Weil SPD und Grüne keine eigene Mehrheit haben, ist die erste große Hürde für Ihre Regierung die Verabschiedung des Haushalts im Herbst. Streben Sie Neuwahlen an, wenn der Etat scheitert?

Wir streben keine Neuwahlen an. Was wir brauchen, ist eine relative Mehrheit für den Nachtragshaushalt 2010. Der wird im Wesentlichen die Altschuldenbilanz von Schwarz-Gelb aufzeigen. Auch die Linkspartei sollte ein Interesse daran haben, die Versäumnisse und Schuldenpolitik der abgewählten Regierung noch einmal zu dokumentieren.
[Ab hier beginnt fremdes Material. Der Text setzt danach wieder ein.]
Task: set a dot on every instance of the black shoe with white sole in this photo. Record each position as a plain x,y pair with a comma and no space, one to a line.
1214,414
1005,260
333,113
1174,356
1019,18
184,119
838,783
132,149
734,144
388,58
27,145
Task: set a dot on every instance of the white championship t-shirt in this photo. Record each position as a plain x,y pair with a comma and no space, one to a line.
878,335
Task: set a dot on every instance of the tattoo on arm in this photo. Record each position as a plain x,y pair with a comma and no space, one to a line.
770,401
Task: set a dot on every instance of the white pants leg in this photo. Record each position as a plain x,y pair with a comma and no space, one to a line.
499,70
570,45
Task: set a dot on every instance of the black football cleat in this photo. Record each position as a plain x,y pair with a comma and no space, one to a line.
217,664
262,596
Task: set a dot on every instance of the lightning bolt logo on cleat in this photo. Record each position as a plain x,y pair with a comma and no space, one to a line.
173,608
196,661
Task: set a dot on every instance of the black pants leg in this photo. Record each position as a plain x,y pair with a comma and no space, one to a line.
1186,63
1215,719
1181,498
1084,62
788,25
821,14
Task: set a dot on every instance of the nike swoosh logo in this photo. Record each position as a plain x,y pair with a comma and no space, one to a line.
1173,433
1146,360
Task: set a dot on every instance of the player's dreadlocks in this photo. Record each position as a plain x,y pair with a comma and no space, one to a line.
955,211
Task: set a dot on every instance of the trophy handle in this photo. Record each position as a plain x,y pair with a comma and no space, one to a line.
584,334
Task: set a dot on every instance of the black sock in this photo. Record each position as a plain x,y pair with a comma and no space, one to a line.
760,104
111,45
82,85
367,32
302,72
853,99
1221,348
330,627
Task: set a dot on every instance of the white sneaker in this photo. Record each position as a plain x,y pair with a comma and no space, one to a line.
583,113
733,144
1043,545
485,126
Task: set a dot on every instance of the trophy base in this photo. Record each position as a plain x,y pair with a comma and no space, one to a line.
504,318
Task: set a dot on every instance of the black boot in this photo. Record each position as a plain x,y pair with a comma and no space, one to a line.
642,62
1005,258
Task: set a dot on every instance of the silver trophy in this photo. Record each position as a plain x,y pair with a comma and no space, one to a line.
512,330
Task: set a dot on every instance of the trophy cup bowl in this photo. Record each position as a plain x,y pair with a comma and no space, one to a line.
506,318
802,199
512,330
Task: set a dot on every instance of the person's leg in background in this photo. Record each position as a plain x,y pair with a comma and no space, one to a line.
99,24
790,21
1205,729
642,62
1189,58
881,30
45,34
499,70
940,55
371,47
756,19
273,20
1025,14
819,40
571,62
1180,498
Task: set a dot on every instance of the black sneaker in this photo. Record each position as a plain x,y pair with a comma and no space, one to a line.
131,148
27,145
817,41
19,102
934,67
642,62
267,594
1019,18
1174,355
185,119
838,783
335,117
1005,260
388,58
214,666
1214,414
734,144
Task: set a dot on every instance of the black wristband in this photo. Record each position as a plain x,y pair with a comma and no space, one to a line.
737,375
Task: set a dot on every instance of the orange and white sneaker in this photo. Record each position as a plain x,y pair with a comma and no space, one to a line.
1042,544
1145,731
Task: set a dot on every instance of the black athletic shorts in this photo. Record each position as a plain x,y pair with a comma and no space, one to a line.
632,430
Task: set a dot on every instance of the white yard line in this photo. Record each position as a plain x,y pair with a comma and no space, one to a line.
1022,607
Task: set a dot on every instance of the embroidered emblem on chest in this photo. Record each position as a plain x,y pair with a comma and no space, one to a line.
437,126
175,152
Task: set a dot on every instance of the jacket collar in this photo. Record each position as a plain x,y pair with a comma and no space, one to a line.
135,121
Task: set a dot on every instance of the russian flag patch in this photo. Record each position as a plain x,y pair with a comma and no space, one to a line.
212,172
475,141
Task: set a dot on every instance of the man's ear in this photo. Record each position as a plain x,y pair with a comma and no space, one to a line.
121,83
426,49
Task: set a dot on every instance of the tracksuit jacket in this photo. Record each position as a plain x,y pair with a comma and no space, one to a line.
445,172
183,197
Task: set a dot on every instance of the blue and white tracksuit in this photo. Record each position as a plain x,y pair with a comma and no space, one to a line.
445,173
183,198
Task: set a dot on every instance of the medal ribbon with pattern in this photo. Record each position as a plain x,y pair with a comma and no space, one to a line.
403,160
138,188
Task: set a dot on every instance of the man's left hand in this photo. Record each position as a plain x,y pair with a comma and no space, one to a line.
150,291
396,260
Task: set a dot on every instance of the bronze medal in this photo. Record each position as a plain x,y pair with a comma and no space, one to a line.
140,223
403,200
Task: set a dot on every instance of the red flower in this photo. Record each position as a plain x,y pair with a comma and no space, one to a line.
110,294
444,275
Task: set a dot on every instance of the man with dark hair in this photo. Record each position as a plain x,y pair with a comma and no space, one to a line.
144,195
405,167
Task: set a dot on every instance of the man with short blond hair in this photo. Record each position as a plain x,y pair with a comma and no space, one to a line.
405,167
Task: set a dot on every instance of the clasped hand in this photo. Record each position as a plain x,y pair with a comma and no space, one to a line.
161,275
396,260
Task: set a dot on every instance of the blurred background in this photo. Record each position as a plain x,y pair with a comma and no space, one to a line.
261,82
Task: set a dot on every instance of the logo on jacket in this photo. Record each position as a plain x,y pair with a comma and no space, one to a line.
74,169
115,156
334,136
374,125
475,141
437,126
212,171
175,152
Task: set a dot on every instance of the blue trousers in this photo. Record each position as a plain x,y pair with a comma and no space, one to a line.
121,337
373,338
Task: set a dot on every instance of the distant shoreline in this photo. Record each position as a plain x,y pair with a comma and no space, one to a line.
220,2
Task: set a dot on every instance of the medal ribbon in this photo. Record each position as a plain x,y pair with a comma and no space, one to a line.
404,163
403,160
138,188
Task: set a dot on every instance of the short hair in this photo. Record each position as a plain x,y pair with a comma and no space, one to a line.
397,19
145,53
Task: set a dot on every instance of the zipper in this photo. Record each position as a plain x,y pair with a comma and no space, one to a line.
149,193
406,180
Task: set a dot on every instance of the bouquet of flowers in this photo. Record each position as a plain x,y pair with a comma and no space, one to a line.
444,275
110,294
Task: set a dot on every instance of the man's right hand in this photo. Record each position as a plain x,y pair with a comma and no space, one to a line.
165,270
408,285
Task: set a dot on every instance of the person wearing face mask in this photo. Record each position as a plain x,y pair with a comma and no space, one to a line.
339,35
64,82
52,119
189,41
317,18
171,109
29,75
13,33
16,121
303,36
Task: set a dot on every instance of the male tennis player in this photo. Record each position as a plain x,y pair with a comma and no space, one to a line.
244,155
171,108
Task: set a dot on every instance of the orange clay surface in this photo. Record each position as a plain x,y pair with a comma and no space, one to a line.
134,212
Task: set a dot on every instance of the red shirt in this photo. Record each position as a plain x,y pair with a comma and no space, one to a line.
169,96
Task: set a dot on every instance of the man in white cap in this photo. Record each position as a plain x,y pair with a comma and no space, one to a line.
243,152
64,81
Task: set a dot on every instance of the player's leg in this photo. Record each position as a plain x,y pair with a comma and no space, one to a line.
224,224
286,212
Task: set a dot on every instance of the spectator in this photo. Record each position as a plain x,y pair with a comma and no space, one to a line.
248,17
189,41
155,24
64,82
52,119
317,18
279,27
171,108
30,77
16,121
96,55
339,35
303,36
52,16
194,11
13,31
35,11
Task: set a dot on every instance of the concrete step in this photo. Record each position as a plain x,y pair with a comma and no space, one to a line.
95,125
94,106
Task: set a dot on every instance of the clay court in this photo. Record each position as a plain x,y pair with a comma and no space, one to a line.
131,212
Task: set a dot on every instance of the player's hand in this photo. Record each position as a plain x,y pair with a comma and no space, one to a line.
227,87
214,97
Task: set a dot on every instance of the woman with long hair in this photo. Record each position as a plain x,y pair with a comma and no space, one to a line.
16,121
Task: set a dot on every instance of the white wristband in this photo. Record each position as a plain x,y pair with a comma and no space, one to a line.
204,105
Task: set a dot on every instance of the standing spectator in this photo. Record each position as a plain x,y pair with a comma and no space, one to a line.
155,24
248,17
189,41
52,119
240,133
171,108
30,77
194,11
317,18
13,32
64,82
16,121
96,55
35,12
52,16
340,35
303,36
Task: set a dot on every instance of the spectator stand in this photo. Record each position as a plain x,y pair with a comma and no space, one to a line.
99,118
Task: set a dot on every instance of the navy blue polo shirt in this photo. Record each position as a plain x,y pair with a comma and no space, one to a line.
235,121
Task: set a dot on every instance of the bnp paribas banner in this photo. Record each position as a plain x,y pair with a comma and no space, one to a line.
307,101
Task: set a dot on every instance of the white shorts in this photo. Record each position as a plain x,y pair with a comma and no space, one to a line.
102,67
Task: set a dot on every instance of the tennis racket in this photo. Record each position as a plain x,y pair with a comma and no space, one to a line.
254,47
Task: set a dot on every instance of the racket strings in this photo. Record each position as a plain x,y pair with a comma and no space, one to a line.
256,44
Erst danach ist der neue Haushalt dran, mit dem wir die großen Reformprojekte von Rot-Grün auf den Weg bringen.

Sie brauchen auch jenseits des Nachtragshaushalts Stimmen von CDU, FDP oder Linkspartei. Wie wollen Sie die gewinnen?

Wir setzen auf wechselnde Mehrheiten und die Überzeugungskraft unserer Vorschläge. Ich bin zuversichtlich, dass wir die CDU dafür gewinnen können, einem Gesetz zur Rettung der Stadtwerke und einem Rettungsschirm für die Kommunalfinanzen zuzustimmen. Die Gemeinden und Städte – auch die CDU-geführten – drängen darauf, dass der Landtag diese Hilfen verabschiedet.

Wenn Sie sagen, wechselnde Mehrheiten, was bieten Sie FDP und Linkspartei?

Mit der FDP gibt es gemeinsame Ziele beim Datenschutz, bei der Sicherung der Bürgerrechte und bei der Weiterentwicklung des Kinderbildungsgesetzes. Und die Linkspartei will ebenso wie wir die Studiengebühren abschaffen.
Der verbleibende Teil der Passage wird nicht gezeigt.